Amandeltak 2

amandeltak

Mijn eerste stukje ‘Amandeltak’ behoeft aanvulling. Nu ik ongeveer door het boek Exodus heenkruip (vanwege een te verschijnen Bijbel met Uitleg, Banier), is het me voor het eerst pas opgevallen dat de gouden kandelaar de vorm moest krijgen van een amandelboom met zeven bloeiende takken..!

Hoe een en ander er uit moest komen te zien, staat in hoofdstuk 25 minutieus beschreven.  Het moet toch wel een ‘allerkunstelijkst werk’ en een Geestdriftige kunstenaar geweest zijn, die dit ‘altemaal, een enig dicht werk’ heeft weten te maken ‘uit een talent louter goud’. Alles dus uit één klomp goud, drijfwerk zonder naden! Net zolang bezig zijn met hamertjes en beiteltjes tot het naar het voorbeeld is ‘hetwelk u op den berg getoond is’… Ik had het authentieke resultaat maar wat graag willen zien. 

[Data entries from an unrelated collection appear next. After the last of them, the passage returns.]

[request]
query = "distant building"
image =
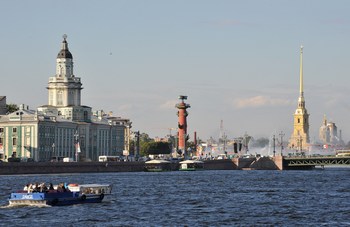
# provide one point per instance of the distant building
(300, 138)
(3, 108)
(64, 127)
(328, 133)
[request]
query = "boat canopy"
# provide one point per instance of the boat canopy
(157, 161)
(190, 162)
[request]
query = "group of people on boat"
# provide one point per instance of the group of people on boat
(42, 187)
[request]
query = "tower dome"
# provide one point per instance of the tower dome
(64, 53)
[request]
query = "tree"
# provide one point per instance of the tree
(11, 108)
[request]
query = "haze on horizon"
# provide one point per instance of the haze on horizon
(237, 61)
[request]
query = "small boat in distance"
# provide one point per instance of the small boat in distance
(72, 194)
(157, 165)
(191, 165)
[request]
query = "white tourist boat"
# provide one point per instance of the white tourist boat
(191, 165)
(72, 194)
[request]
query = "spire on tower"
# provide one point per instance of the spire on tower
(301, 72)
(64, 53)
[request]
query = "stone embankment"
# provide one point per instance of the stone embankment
(11, 168)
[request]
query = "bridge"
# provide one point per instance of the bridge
(301, 162)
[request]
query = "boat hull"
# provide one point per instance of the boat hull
(53, 199)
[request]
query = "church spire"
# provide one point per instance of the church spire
(301, 72)
(301, 101)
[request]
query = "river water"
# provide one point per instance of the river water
(202, 198)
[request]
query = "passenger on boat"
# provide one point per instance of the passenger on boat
(43, 187)
(26, 187)
(62, 188)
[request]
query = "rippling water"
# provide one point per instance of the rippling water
(203, 198)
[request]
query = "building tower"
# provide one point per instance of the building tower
(65, 90)
(182, 122)
(300, 137)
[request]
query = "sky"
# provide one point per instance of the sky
(237, 61)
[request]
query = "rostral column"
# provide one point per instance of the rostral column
(182, 123)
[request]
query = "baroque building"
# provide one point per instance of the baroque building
(64, 127)
(328, 133)
(300, 138)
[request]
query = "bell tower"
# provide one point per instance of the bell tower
(64, 88)
(182, 122)
(300, 137)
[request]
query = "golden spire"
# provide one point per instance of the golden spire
(301, 72)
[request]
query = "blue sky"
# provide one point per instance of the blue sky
(237, 61)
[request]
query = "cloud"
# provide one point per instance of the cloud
(170, 104)
(224, 23)
(259, 101)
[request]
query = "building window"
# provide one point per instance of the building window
(14, 141)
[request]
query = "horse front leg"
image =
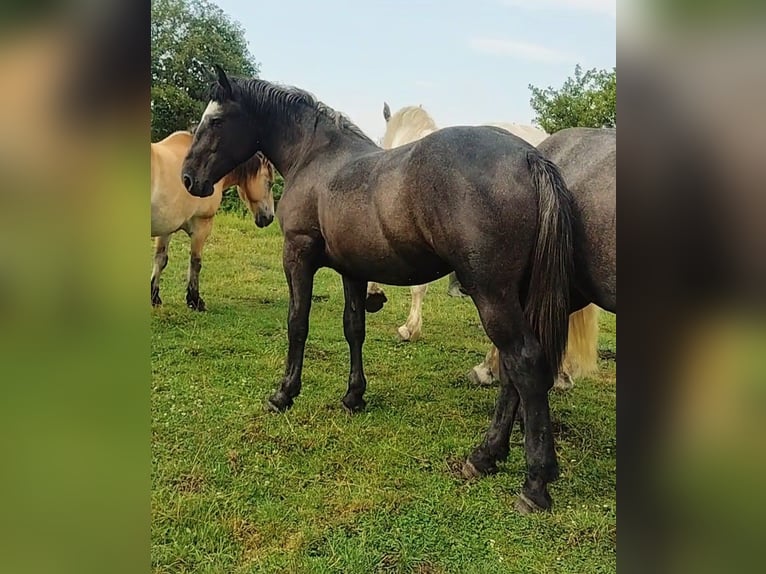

Een zoektocht op google leverde alleen een klein plaatje van een achttiende-eeuws zilveren exemplaar op, ook gemaakt naar het voorbeeld van Exodus 25. Deze kandelaar is een meter hoog, en werd in 1753 geschonken aan de Joodse Gemeente in Amsterdam door Sara Rintel, dochter uit een rijke Joodse familie. Je zult hem maar moeten poetsen…

 Menora-Rintel

 shaqad: amandel, waken

De staf van Aäron – het dorre hout zal bloeien (ontwaken, vruchtdragen)

De amandeltak van Jeremia – Ik zal wakker zijn over Mijn woord, om dat te doen

De amandelluchter – zeven ‘waakvlammen’ die altijd brandend gehouden moesten worden.

 

Er is ook een gedicht van Geerten Gossaert: ‘De bloeiende amandeltak’. Met zijn calvinistische achtergrond moet hij geweten en gebruik gemaakt hebben van de symboliek. Wat het interessant maakt om te denken over de diepste zin van zijn gedicht. Het gebroken zijn in (en het sterven aan) aards verlangen en het ‘wakkergemaakt’ worden door een ander, hoger verlangen ?

De bloeiende amandeltak

Ik sluimerde in de bloemenhof, in ’t malse gras gelegen;
Toen wekte mij een zwoele geur de heugnis van weleer…
En op mijn moede wenkbrauwboog voelde ik, vertroostend, wegen
Een wichteloze vrouwenhand, zacht strelend, heen en weer.

En ‘k stamelde in mijn droom: Waarom? Gunt gij dan geen vergeten?
Dit weinige, o liefste mijn, is al wat ik begeer:
Eén uur van ongestoorde slaap uw goedheid niet te weten,
Eén stonde niet van u te zijn, o liefde wreed en teer!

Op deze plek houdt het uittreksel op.